After refraining from quantitative easing (QE) for the euro area in Thursday’s governing council meeting, Draghi has pledged to “reassess” the situation early next year.

The council expected to consider a proposal for broad-based asset purchases including sovereign debt at the next monetary policy meeting on January 22, said two euro area central bank officials familiar with the deliberations.

With inflation at a five-year low and the rate being further undermined by a slump in oil prices, pressure will remain on policymakers to consider expanding stimulus. Draghi said that while he believed broad agreement on any action could be reached, he did not need unanimous support.

Dissenters

“The scene is clearly set for QE,” said Carsten Brzeski, the chief economist at ING-DiBa. “The continued emphasising of low inflation will make it hard for even the purest Germanic monetarists to block QE.”

Draghi strengthened his language on possible stimulus by saying that policymakers “intend” rather than “expect” the ECB’s balance sheet to grow toward its levels of early 2012. While that change suggests the ECB could be more aggressive in its plan to add as much as e1 trillion (R14 trillion) in assets, at least three policymakers opposed the revised balance sheet language, according to euro area officials familiar with the discussion. Board members Yves Mersch and Sabine Lautenschläger were among dissenters, said the people who asked not to be identified because the discussion was private.

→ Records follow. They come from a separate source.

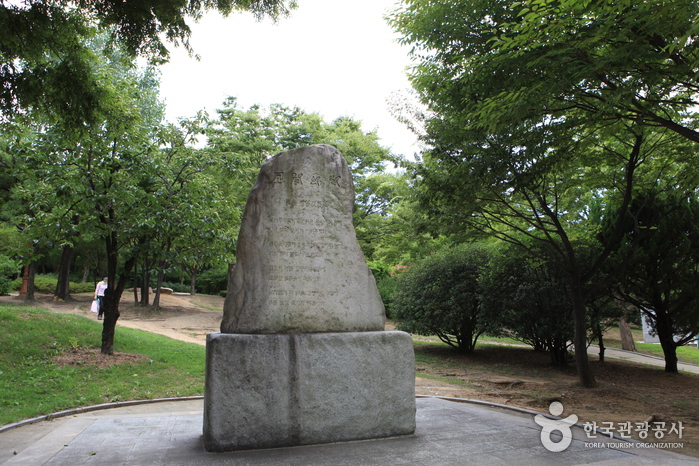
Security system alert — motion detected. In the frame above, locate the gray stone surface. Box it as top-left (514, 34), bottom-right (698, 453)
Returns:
top-left (221, 145), bottom-right (385, 334)
top-left (204, 332), bottom-right (415, 451)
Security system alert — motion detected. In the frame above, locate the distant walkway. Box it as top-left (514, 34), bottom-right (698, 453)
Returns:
top-left (587, 345), bottom-right (699, 374)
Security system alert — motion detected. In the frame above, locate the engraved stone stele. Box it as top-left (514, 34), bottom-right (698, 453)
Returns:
top-left (204, 145), bottom-right (415, 452)
top-left (221, 145), bottom-right (385, 333)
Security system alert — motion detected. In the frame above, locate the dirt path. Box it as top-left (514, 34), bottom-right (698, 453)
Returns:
top-left (0, 294), bottom-right (699, 457)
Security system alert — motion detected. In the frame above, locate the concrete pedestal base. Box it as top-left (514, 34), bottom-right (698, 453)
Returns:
top-left (204, 332), bottom-right (415, 452)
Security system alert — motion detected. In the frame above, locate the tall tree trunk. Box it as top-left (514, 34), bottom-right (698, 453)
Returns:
top-left (101, 228), bottom-right (136, 354)
top-left (54, 244), bottom-right (75, 301)
top-left (141, 258), bottom-right (150, 306)
top-left (24, 260), bottom-right (38, 301)
top-left (654, 311), bottom-right (677, 373)
top-left (571, 286), bottom-right (597, 388)
top-left (133, 266), bottom-right (138, 305)
top-left (619, 317), bottom-right (636, 352)
top-left (153, 262), bottom-right (166, 311)
top-left (189, 264), bottom-right (197, 296)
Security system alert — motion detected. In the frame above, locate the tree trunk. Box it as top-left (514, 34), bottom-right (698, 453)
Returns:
top-left (189, 265), bottom-right (197, 296)
top-left (619, 317), bottom-right (636, 352)
top-left (571, 281), bottom-right (597, 388)
top-left (101, 286), bottom-right (121, 354)
top-left (654, 311), bottom-right (677, 373)
top-left (595, 323), bottom-right (605, 362)
top-left (24, 261), bottom-right (37, 301)
top-left (153, 264), bottom-right (166, 311)
top-left (141, 259), bottom-right (150, 306)
top-left (54, 244), bottom-right (75, 301)
top-left (101, 228), bottom-right (137, 354)
top-left (133, 266), bottom-right (138, 305)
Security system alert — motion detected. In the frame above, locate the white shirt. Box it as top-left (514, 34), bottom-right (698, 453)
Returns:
top-left (95, 281), bottom-right (109, 296)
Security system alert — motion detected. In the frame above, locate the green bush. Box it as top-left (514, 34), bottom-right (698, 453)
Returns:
top-left (11, 275), bottom-right (95, 294)
top-left (0, 254), bottom-right (19, 295)
top-left (376, 277), bottom-right (397, 319)
top-left (162, 282), bottom-right (190, 293)
top-left (393, 244), bottom-right (498, 352)
top-left (197, 265), bottom-right (228, 295)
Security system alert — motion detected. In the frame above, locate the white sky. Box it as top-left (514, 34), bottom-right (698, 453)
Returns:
top-left (161, 0), bottom-right (419, 156)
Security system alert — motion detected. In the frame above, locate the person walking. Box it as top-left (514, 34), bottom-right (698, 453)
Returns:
top-left (95, 276), bottom-right (109, 320)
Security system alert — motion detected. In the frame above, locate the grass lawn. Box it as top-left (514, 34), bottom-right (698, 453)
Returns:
top-left (0, 306), bottom-right (206, 425)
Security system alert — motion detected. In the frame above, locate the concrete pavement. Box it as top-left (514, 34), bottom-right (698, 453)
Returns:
top-left (0, 397), bottom-right (699, 466)
top-left (587, 345), bottom-right (699, 374)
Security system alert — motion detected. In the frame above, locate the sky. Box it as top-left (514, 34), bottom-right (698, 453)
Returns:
top-left (161, 0), bottom-right (419, 157)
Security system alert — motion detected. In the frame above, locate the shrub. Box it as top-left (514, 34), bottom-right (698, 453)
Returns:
top-left (393, 244), bottom-right (497, 352)
top-left (162, 282), bottom-right (190, 293)
top-left (0, 254), bottom-right (19, 295)
top-left (376, 277), bottom-right (397, 319)
top-left (11, 275), bottom-right (95, 294)
top-left (197, 264), bottom-right (228, 295)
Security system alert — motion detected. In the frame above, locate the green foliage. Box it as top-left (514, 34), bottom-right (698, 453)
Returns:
top-left (393, 243), bottom-right (497, 352)
top-left (482, 246), bottom-right (573, 365)
top-left (0, 0), bottom-right (294, 127)
top-left (600, 189), bottom-right (699, 372)
top-left (376, 277), bottom-right (397, 319)
top-left (11, 275), bottom-right (95, 294)
top-left (197, 265), bottom-right (228, 295)
top-left (366, 261), bottom-right (392, 280)
top-left (0, 306), bottom-right (205, 424)
top-left (0, 254), bottom-right (19, 295)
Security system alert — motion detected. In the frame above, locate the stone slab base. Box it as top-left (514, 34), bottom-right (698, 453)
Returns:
top-left (204, 331), bottom-right (415, 452)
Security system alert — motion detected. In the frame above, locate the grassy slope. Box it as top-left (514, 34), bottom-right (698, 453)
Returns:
top-left (0, 306), bottom-right (205, 425)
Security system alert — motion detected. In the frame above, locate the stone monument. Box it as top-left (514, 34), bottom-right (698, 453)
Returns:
top-left (204, 145), bottom-right (415, 452)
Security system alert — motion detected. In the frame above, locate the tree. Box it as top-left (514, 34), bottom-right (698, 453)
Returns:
top-left (393, 244), bottom-right (497, 353)
top-left (0, 0), bottom-right (295, 127)
top-left (207, 97), bottom-right (398, 256)
top-left (16, 46), bottom-right (161, 354)
top-left (610, 189), bottom-right (699, 372)
top-left (391, 0), bottom-right (698, 387)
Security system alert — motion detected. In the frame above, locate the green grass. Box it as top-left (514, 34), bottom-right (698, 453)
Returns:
top-left (620, 342), bottom-right (699, 364)
top-left (0, 306), bottom-right (206, 425)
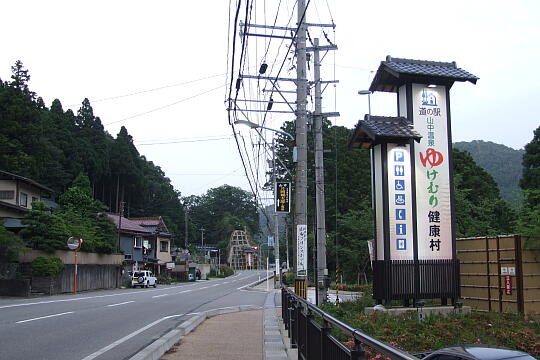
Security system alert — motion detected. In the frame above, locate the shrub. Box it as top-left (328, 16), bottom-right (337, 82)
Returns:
top-left (158, 273), bottom-right (173, 285)
top-left (32, 256), bottom-right (64, 277)
top-left (220, 265), bottom-right (234, 277)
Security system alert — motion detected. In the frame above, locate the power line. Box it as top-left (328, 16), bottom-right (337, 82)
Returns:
top-left (105, 85), bottom-right (223, 125)
top-left (137, 136), bottom-right (232, 146)
top-left (67, 73), bottom-right (227, 107)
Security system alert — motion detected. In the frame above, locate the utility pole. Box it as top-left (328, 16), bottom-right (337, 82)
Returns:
top-left (293, 0), bottom-right (308, 297)
top-left (184, 208), bottom-right (188, 249)
top-left (313, 38), bottom-right (328, 305)
top-left (117, 200), bottom-right (124, 252)
top-left (199, 228), bottom-right (206, 261)
top-left (272, 138), bottom-right (281, 276)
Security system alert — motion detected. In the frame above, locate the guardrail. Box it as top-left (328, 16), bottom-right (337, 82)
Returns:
top-left (281, 287), bottom-right (418, 360)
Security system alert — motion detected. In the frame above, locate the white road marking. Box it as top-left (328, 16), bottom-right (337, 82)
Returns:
top-left (77, 314), bottom-right (184, 360)
top-left (152, 294), bottom-right (169, 299)
top-left (107, 301), bottom-right (135, 307)
top-left (16, 311), bottom-right (73, 324)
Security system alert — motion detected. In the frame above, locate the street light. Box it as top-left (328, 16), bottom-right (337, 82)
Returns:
top-left (234, 120), bottom-right (297, 276)
top-left (358, 90), bottom-right (373, 117)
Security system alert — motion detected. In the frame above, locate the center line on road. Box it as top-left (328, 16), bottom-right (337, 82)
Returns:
top-left (107, 301), bottom-right (135, 307)
top-left (82, 314), bottom-right (184, 360)
top-left (152, 294), bottom-right (169, 298)
top-left (16, 311), bottom-right (73, 324)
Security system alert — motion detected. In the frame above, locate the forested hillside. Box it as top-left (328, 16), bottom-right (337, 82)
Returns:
top-left (0, 61), bottom-right (184, 238)
top-left (454, 140), bottom-right (525, 205)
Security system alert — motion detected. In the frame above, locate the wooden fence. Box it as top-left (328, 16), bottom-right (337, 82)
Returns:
top-left (457, 235), bottom-right (540, 314)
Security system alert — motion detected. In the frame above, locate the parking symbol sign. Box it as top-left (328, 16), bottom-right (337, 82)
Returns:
top-left (396, 224), bottom-right (407, 235)
top-left (395, 194), bottom-right (405, 205)
top-left (394, 151), bottom-right (405, 162)
top-left (396, 209), bottom-right (407, 220)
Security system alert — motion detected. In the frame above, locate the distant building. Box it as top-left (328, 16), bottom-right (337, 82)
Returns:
top-left (107, 214), bottom-right (159, 274)
top-left (129, 216), bottom-right (172, 274)
top-left (0, 170), bottom-right (58, 231)
top-left (227, 230), bottom-right (259, 270)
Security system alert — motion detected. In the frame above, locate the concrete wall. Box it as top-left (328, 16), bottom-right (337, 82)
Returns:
top-left (0, 279), bottom-right (30, 297)
top-left (31, 265), bottom-right (122, 295)
top-left (19, 250), bottom-right (124, 265)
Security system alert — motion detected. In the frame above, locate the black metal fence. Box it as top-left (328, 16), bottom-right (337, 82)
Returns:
top-left (281, 287), bottom-right (418, 360)
top-left (373, 259), bottom-right (459, 302)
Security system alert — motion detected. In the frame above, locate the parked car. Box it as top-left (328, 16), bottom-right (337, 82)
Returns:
top-left (131, 270), bottom-right (157, 287)
top-left (423, 344), bottom-right (534, 360)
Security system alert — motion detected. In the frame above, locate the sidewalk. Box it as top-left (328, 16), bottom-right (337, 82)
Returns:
top-left (161, 310), bottom-right (264, 360)
top-left (132, 280), bottom-right (292, 360)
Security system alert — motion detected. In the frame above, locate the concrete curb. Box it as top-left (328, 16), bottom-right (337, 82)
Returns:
top-left (130, 276), bottom-right (274, 360)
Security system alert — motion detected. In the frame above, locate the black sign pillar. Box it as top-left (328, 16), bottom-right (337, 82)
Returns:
top-left (350, 57), bottom-right (478, 304)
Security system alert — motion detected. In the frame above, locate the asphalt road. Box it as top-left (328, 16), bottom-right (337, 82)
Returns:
top-left (0, 271), bottom-right (266, 360)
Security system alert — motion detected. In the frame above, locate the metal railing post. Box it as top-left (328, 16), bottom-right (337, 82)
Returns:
top-left (351, 339), bottom-right (366, 360)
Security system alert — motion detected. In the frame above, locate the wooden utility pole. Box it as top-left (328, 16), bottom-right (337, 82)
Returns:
top-left (293, 0), bottom-right (308, 297)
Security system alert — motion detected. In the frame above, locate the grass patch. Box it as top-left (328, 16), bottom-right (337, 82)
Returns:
top-left (321, 297), bottom-right (540, 358)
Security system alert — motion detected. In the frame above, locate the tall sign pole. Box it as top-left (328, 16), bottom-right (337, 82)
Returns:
top-left (294, 0), bottom-right (307, 298)
top-left (272, 138), bottom-right (281, 276)
top-left (67, 236), bottom-right (83, 295)
top-left (313, 38), bottom-right (328, 305)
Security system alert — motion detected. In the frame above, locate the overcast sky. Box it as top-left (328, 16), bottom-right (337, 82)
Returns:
top-left (0, 0), bottom-right (540, 200)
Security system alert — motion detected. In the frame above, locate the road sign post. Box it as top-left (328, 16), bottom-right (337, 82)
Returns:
top-left (67, 236), bottom-right (83, 295)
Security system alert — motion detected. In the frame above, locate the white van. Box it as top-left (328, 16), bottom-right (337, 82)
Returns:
top-left (131, 270), bottom-right (157, 287)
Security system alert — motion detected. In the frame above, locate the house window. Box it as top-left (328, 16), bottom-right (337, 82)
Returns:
top-left (0, 190), bottom-right (15, 200)
top-left (19, 193), bottom-right (28, 207)
top-left (159, 241), bottom-right (169, 252)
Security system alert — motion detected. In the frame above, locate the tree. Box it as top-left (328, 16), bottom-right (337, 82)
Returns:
top-left (0, 225), bottom-right (26, 264)
top-left (519, 127), bottom-right (540, 249)
top-left (519, 126), bottom-right (540, 190)
top-left (59, 174), bottom-right (116, 253)
top-left (184, 185), bottom-right (259, 244)
top-left (20, 201), bottom-right (69, 252)
top-left (453, 149), bottom-right (516, 237)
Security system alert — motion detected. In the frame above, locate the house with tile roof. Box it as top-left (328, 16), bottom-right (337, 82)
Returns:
top-left (129, 216), bottom-right (173, 274)
top-left (0, 170), bottom-right (58, 231)
top-left (107, 214), bottom-right (159, 273)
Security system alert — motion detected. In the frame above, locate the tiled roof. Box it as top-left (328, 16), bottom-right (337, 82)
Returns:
top-left (369, 56), bottom-right (479, 92)
top-left (349, 115), bottom-right (422, 148)
top-left (107, 214), bottom-right (152, 234)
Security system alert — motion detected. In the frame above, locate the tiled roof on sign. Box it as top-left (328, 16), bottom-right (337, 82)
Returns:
top-left (349, 115), bottom-right (422, 148)
top-left (383, 56), bottom-right (478, 83)
top-left (107, 214), bottom-right (151, 234)
top-left (369, 56), bottom-right (479, 92)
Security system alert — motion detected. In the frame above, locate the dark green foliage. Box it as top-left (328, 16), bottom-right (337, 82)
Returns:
top-left (453, 149), bottom-right (516, 237)
top-left (32, 256), bottom-right (64, 277)
top-left (519, 127), bottom-right (540, 249)
top-left (322, 297), bottom-right (540, 358)
top-left (520, 127), bottom-right (540, 190)
top-left (0, 225), bottom-right (26, 263)
top-left (184, 185), bottom-right (259, 246)
top-left (20, 202), bottom-right (70, 252)
top-left (21, 174), bottom-right (116, 253)
top-left (453, 140), bottom-right (524, 207)
top-left (0, 61), bottom-right (184, 245)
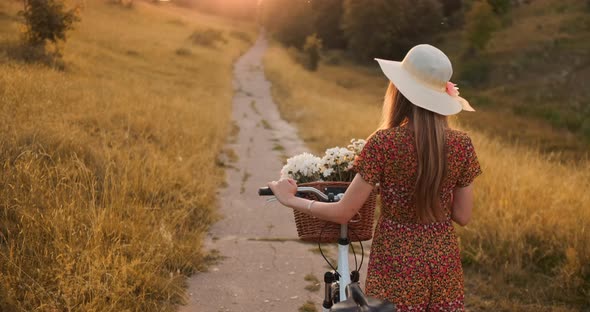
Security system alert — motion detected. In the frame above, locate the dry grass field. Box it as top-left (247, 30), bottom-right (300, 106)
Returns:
top-left (265, 45), bottom-right (590, 311)
top-left (0, 0), bottom-right (255, 312)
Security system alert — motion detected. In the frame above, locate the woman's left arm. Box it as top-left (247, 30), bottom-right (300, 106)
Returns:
top-left (268, 174), bottom-right (373, 224)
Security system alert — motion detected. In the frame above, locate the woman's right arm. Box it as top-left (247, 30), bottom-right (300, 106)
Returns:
top-left (451, 184), bottom-right (473, 226)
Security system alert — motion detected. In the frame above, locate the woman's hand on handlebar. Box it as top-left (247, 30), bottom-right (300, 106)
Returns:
top-left (268, 179), bottom-right (297, 207)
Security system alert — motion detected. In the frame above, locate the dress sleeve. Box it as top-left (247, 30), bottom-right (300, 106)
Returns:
top-left (457, 137), bottom-right (482, 187)
top-left (353, 131), bottom-right (385, 186)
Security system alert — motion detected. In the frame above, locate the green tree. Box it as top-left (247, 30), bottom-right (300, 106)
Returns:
top-left (342, 0), bottom-right (443, 61)
top-left (312, 0), bottom-right (346, 49)
top-left (465, 1), bottom-right (499, 55)
top-left (20, 0), bottom-right (79, 47)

The package for January, which has not been designed, is envisaged as including various types of bonds while excluding equities, the officials said, asking not to be identified because the discussions are private. No decision on implementing QE has been taken yet and the composition of the programme may be influenced by incoming data, they said. An ECB spokesman declined to comment.

Goldman Sachs Group chief european economist Huw Pill said on Friday that he would not “say never” when asked if the ECB could buy bank equities as a way of easing credit further in the region. Banks rather than financial markets typically meet the financing needs of European firms and consumers. “There is an intellectual framework which leads you in that direction.”

Some ECB officials favour a government bond-purchase programme exceeding e1 trillion, Frankfurt General Newspaper reported on Friday, citing a person familiar with the matter. ECB simulations show such a plan could increase the inflation rate by 0.8 percentage point, the report said.

If policymakers do not decide to implement any programme next month, the next opportunity to consider the matter may be at their March 5 meeting when they present new economic forecasts.

The ECB does not have a set of specific criteria that could trigger a decision for broad-based asset purchases, governing council member Ewald Nowotny said.

“It’ll be important how the economy develops, how Europe’s export markets will develop” and what effect the weakening euro will have.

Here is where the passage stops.